左は住民がいたところで、右は軍が後からきて、住民を左側においやり、使っていたそうだ。
なぜ、左側を住民が使っていたのかというと、左側は少し低くなっており、雨がふると左に水が流れ、生活しにくいからである。私たちがライトを照らすと、左側の奥は池のように、水が貯まっていた。
昔、ここには、たくさんの死体が浮かんでいたという証言もあるそうだ。

ここでは、本当に多くの方がなくなられたそうだ。
ある方の子供がこのガマで餓死をしたそうだ。この方はなくなった子供をずっとずっと抱いていたそうだ。しかし、死臭もあするため、埋めなくてはいけないことになったそうだ。
そこで、彼女はくぼみを見つけ、泣き泣き埋めたそうだ。そのとき、真っ暗で娘の顔も見ることができなかったので、彼女は娘の顔をなんどもなんどもさすり、さわり、そして手の感覚で娘の死に顔を焼き付けようとされたそうだ。

ここで、私たちは何分いたのかははっきりはわからない。
30分以上はいたとは思う。
でも、本当に本当に怖かった。恐ろしかった。私は隣にいた友達の手を離すことはできなかった。
ずっとずっとぎゅっと握っていた。

ココに入って、61年絶った今でも、61年前の空気がまだ流れていると感じた。
また、地下に封印されているかのようにも感じた。
何年絶っても痛みの消えない戦争の傷跡。
このことをこの肌でものすごく実感した。
死んでもここで痛み続けている人がいるということを感じた。

正直、ここでの感情は言葉にできないものがある。
でも、こんな戦争を何があっても私たちは繰り返してはいけないんだということをガマの中で眠っている人たちから教わった気がした。
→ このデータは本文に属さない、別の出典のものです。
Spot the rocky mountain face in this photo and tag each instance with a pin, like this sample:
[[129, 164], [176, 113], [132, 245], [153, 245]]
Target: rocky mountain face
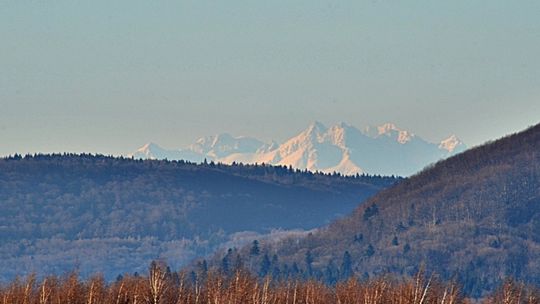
[[474, 218], [385, 150]]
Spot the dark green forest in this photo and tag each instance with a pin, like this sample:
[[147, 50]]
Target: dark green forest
[[474, 218], [107, 214]]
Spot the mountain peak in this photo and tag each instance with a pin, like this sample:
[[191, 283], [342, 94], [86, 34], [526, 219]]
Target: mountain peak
[[316, 126], [387, 127], [391, 130], [451, 144]]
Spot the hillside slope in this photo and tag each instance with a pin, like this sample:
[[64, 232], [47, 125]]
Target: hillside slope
[[475, 216], [113, 215]]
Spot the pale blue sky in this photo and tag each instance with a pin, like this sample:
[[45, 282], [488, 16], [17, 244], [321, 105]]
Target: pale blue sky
[[108, 76]]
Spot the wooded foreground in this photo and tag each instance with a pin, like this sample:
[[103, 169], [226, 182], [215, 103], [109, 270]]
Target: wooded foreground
[[161, 286]]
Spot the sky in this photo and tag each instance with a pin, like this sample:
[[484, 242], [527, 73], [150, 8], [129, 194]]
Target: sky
[[108, 76]]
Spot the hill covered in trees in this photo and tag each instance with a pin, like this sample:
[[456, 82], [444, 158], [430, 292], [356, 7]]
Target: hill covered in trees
[[474, 217], [103, 214]]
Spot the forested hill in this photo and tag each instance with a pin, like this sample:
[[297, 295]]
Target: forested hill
[[105, 214], [474, 217]]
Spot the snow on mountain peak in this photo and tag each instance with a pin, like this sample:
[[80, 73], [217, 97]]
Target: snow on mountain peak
[[451, 144], [384, 149], [391, 130]]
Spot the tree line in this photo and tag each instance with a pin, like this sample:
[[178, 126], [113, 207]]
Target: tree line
[[162, 286]]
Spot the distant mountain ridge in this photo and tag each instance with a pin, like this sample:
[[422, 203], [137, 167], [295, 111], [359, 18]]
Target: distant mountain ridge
[[111, 215], [474, 217], [386, 150]]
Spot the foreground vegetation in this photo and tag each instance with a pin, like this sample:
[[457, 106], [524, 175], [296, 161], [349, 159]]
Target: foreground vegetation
[[161, 286]]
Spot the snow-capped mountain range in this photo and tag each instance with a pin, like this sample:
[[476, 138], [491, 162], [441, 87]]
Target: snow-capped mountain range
[[385, 150]]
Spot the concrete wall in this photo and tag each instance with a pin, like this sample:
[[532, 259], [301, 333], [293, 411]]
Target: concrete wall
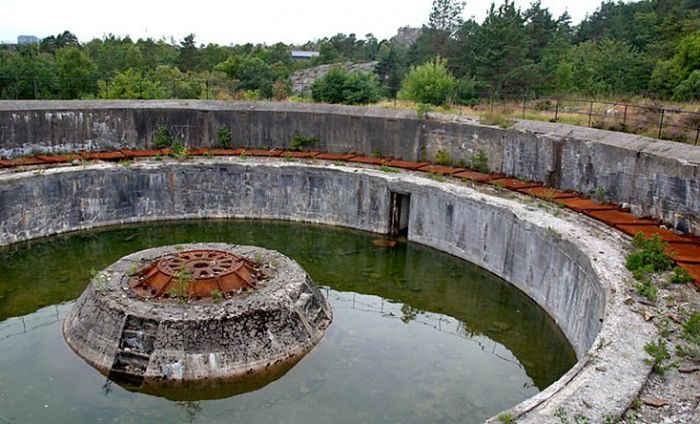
[[656, 178], [548, 258]]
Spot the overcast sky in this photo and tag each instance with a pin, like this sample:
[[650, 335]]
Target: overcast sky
[[233, 22]]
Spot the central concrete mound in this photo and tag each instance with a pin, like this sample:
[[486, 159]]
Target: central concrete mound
[[220, 318]]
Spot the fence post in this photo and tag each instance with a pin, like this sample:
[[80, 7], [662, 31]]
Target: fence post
[[661, 122]]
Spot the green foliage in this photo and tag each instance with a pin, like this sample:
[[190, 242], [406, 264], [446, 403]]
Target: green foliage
[[480, 162], [223, 138], [648, 254], [505, 418], [162, 138], [648, 289], [442, 157], [691, 328], [680, 276], [340, 86], [299, 142], [659, 355], [429, 83]]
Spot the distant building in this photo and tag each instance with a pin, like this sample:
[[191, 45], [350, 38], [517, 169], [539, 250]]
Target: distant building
[[27, 39], [407, 35], [304, 55]]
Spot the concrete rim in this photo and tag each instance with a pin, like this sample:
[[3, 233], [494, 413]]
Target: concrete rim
[[608, 375]]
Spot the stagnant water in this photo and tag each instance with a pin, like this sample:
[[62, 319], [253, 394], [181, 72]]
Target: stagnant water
[[418, 336]]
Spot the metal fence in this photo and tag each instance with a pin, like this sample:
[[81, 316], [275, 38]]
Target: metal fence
[[655, 120]]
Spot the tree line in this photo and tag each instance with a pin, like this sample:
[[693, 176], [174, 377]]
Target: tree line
[[647, 47]]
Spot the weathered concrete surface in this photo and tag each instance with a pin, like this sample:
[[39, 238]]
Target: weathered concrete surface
[[198, 343], [568, 264], [656, 178]]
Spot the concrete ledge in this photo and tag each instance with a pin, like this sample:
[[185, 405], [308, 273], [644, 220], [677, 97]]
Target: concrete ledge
[[570, 265], [656, 178]]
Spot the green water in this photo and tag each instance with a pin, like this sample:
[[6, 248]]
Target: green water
[[418, 336]]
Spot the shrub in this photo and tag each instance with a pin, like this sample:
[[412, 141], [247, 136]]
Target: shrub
[[442, 157], [480, 162], [339, 86], [649, 254], [298, 142], [429, 83], [223, 137], [162, 139]]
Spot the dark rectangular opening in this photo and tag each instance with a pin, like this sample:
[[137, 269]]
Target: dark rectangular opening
[[399, 204]]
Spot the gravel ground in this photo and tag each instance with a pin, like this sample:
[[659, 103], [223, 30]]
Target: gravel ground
[[671, 396]]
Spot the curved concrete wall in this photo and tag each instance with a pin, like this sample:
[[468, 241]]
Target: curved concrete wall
[[656, 178], [568, 267]]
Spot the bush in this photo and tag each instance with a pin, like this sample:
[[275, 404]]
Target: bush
[[223, 137], [649, 255], [480, 162], [340, 86], [429, 83], [162, 139]]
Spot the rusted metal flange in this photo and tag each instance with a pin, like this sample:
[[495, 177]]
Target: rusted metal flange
[[196, 274]]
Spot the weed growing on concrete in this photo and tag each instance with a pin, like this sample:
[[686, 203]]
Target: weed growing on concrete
[[658, 351], [422, 110], [216, 296], [562, 415], [442, 157], [480, 162], [554, 232], [299, 142], [223, 138], [181, 285], [99, 280], [162, 138], [648, 289], [680, 276], [649, 254], [505, 418], [600, 195], [180, 151], [437, 176]]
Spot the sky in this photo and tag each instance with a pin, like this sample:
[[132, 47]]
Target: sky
[[235, 22]]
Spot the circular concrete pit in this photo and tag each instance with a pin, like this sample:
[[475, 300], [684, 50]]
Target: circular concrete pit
[[172, 319]]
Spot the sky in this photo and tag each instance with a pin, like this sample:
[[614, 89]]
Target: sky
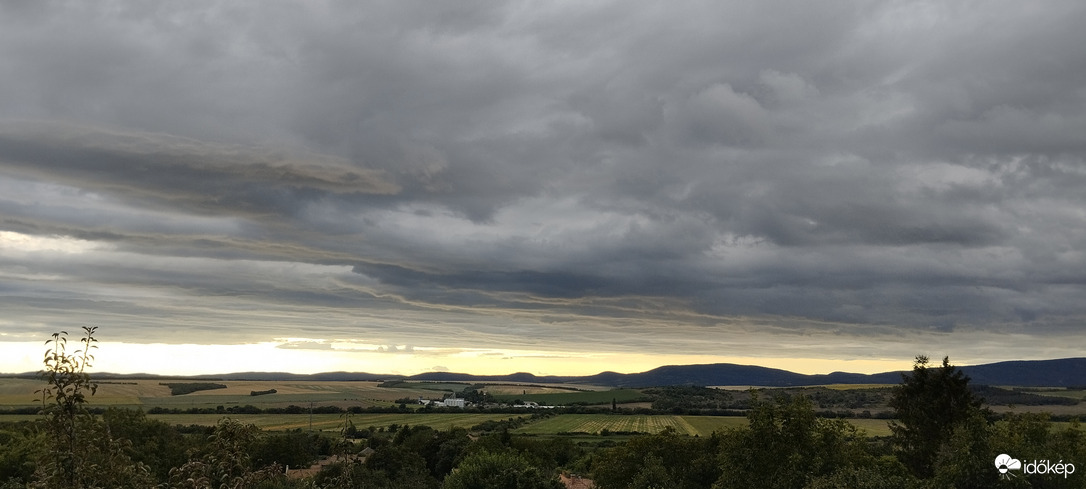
[[559, 188]]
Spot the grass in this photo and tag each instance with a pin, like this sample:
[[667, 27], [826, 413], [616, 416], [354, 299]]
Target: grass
[[17, 392], [335, 422], [602, 397]]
ガマからでたあとで、ここで米軍に助けられた人の写真を見た。

すると、そこにうつっていた人は、ガマに何ヶ月もいたとは思えないような晴れ着をきていおられた。

この晴れ着は死を覚悟していた証拠だそう。
死ぬときくらい一番気に入っているもので死のうというので、家から逃げるときに、死に衣装をもって出ていたらしい。そして、米軍の手に渡る=死ぬ。ということであったため、
死に衣装を着て、米軍の投降に応じたそうだ。

ここでも、日本の鬼畜米英の考えが強く現れていたし、この死を覚悟した人の後ろ姿を見て、こらえられない気持ちでいっぱいになった。